Op 9 oktober 2015 heeft de Rechtbank Midden-Nederland, zittingslocatie Utrecht, uitspraak gedaan in een ontnemingszaak onder parketnummer 16/705560-14. De zaak betreft de vordering van de officier van justitie tot ontneming van wederrechtelijk verkregen voordeel van € 190.311,06, dat zou zijn verkregen door de veroordeelde uit de hennepkwekerij van haar partner. De veroordeelde was eerder veroordeeld voor het medeplegen van het opzettelijk handelen in strijd met de Opiumwet, maar niet voor haar betrokkenheid bij de hennepkwekerij zelf. Tijdens de zitting heeft de officier van justitie betoogd dat de veroordeelde heeft geprofiteerd van de opbrengsten van de kwekerij en deze heeft witgewassen. De verdediging heeft echter aangevoerd dat er onvoldoende bewijs is dat de veroordeelde op de hoogte was van de herkomst van het geld en dat zij niet betrokken was bij de hennepkwekerij.

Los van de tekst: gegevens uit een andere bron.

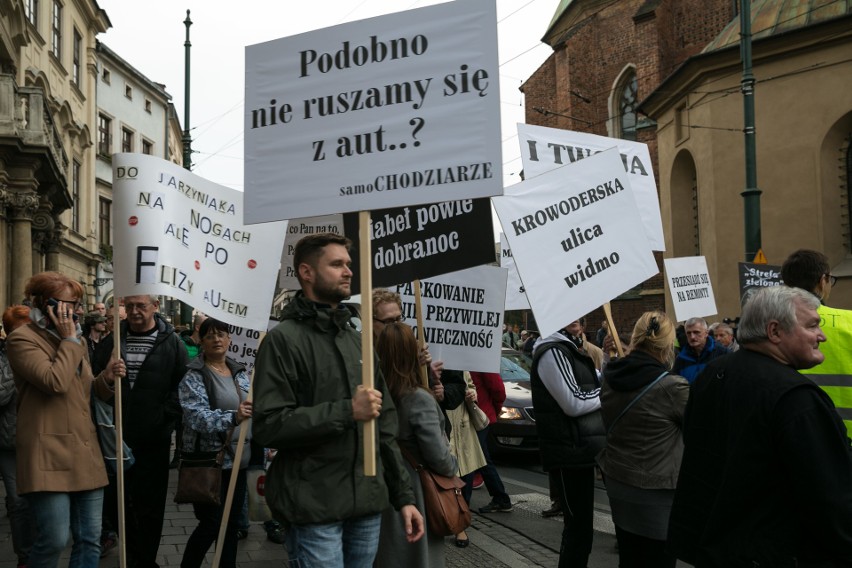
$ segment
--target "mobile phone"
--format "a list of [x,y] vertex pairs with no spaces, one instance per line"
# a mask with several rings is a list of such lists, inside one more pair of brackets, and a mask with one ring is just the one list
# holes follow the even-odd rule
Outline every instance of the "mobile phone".
[[[56,315],[56,316],[59,315],[58,313],[56,313],[56,310],[59,309],[59,301],[58,300],[56,300],[55,298],[48,298],[47,299],[47,305],[53,308],[53,315]],[[73,314],[73,313],[71,314],[71,317],[74,319],[75,322],[78,319],[80,319],[79,316],[77,316],[77,314]]]

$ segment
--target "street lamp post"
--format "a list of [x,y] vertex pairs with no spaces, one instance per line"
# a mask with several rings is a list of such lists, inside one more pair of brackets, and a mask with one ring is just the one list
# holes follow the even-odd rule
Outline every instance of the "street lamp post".
[[757,142],[754,127],[754,75],[751,70],[751,1],[740,3],[740,55],[743,60],[743,134],[745,135],[745,190],[743,213],[745,221],[745,261],[752,262],[761,248],[760,194],[757,188]]
[[[183,167],[187,170],[192,169],[192,137],[189,135],[189,51],[192,44],[189,41],[189,26],[192,25],[192,20],[189,19],[189,10],[186,11],[186,19],[183,21],[186,26],[186,41],[183,42],[184,47],[184,97],[183,97]],[[192,325],[192,306],[186,302],[180,303],[180,322],[183,325]]]

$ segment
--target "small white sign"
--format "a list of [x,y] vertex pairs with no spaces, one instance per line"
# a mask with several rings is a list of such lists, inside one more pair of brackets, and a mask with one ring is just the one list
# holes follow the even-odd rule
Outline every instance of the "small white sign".
[[[281,251],[281,272],[278,273],[278,286],[284,290],[299,290],[301,284],[296,278],[296,268],[293,266],[293,253],[296,243],[302,237],[315,235],[317,233],[343,234],[342,215],[323,215],[321,217],[307,217],[304,219],[291,219],[287,224],[287,236],[284,238],[284,250]],[[352,254],[355,254],[353,252]]]
[[542,336],[657,273],[616,149],[492,198]]
[[115,293],[171,296],[266,329],[287,223],[243,225],[243,193],[145,154],[114,154]]
[[677,321],[718,313],[707,260],[703,256],[666,258],[663,264]]
[[[417,330],[414,286],[392,290],[402,297],[405,323]],[[435,361],[447,369],[500,372],[506,269],[477,266],[420,281],[423,337]]]
[[647,144],[530,124],[518,124],[518,141],[527,179],[585,160],[598,152],[618,148],[651,250],[666,250],[657,182],[654,181]]
[[504,233],[500,233],[500,266],[509,271],[506,279],[506,309],[530,309],[530,301],[524,293],[524,283],[521,282],[521,275],[518,274],[512,249],[509,247],[509,241],[506,240]]
[[246,48],[246,223],[502,193],[494,0]]
[[[269,331],[276,325],[278,320],[269,320],[266,330]],[[257,348],[260,347],[261,332],[256,329],[248,329],[236,325],[229,325],[228,332],[231,334],[231,346],[228,348],[228,357],[244,365],[246,372],[251,377],[254,369],[254,360],[257,357]]]

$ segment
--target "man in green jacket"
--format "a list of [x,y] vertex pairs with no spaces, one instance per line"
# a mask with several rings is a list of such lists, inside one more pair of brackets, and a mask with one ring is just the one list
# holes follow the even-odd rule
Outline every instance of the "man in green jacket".
[[[371,567],[381,511],[400,511],[409,542],[423,535],[396,445],[396,409],[377,371],[361,386],[361,336],[341,302],[350,296],[350,242],[304,237],[294,268],[302,293],[284,309],[255,361],[254,440],[278,454],[266,499],[286,531],[291,561]],[[378,369],[378,365],[376,365]],[[364,475],[363,423],[376,420],[376,476]]]

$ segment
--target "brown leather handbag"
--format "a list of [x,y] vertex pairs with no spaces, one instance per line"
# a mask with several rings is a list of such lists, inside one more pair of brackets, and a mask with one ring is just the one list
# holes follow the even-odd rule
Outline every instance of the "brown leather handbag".
[[464,481],[458,476],[447,477],[417,463],[411,453],[400,447],[405,459],[420,476],[429,532],[437,536],[458,534],[470,526],[470,508],[462,497]]
[[224,449],[222,446],[218,452],[181,452],[175,503],[222,504]]
[[[204,387],[209,400],[210,387],[206,380]],[[240,399],[240,389],[237,386],[236,379],[234,380],[234,388],[237,389],[237,398]],[[198,448],[200,435],[195,434],[194,451],[180,453],[175,503],[216,506],[222,504],[222,463],[225,460],[225,448],[231,445],[233,435],[234,426],[231,426],[228,429],[225,443],[222,444],[219,451],[202,452]]]

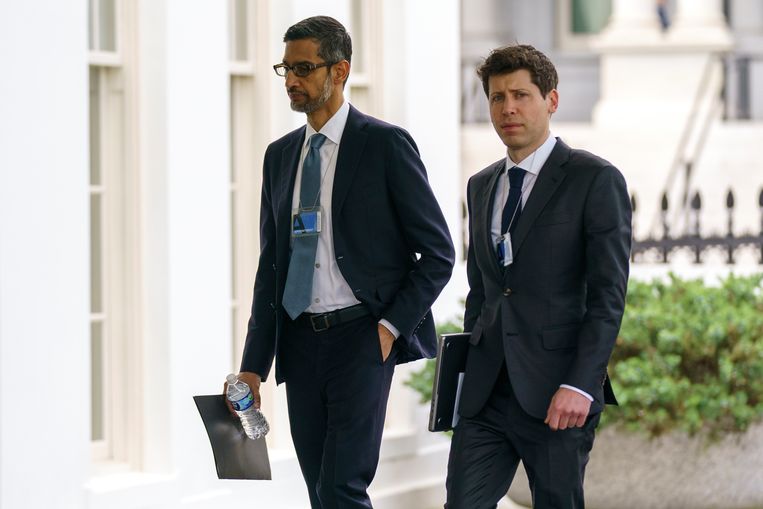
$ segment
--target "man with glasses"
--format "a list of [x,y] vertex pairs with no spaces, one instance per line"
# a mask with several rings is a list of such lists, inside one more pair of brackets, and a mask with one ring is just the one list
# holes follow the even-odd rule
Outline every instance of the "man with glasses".
[[345,28],[312,17],[284,42],[273,67],[307,125],[265,153],[239,378],[259,406],[275,358],[313,509],[370,508],[394,366],[435,354],[453,244],[411,136],[344,100]]

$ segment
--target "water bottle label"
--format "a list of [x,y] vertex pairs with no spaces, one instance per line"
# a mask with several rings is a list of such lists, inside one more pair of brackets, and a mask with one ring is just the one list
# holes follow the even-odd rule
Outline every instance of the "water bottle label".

De rechtbank heeft in haar beoordeling vastgesteld dat de vordering tot betaling van het wederrechtelijk verkregen voordeel niet kan worden toegewezen, omdat er geen bewijs is dat de veroordeelde wist van de hennepkwekerij van haar partner. De rechtbank heeft daarbij artikel 36e van het Wetboek van Strafrecht in acht genomen, wat inhoudt dat er een directe link moet zijn tussen het strafbare feit en het verkregen voordeel. Aangezien de veroordeelde niet is vervolgd voor haar betrokkenheid bij de hennepkwekerij, en er geen bewijs is dat zij op de hoogte was van de activiteiten van haar partner, heeft de rechtbank de ontnemingsvordering afgewezen.
De beslissing is genomen door een meervoudige kamer, bestaande uit de voorzitter en twee rechters, en is openbaar uitgesproken. De griffier was verhinderd om het vonnis mee te ondertekenen, maar de uitspraak is wel officieel vastgelegd.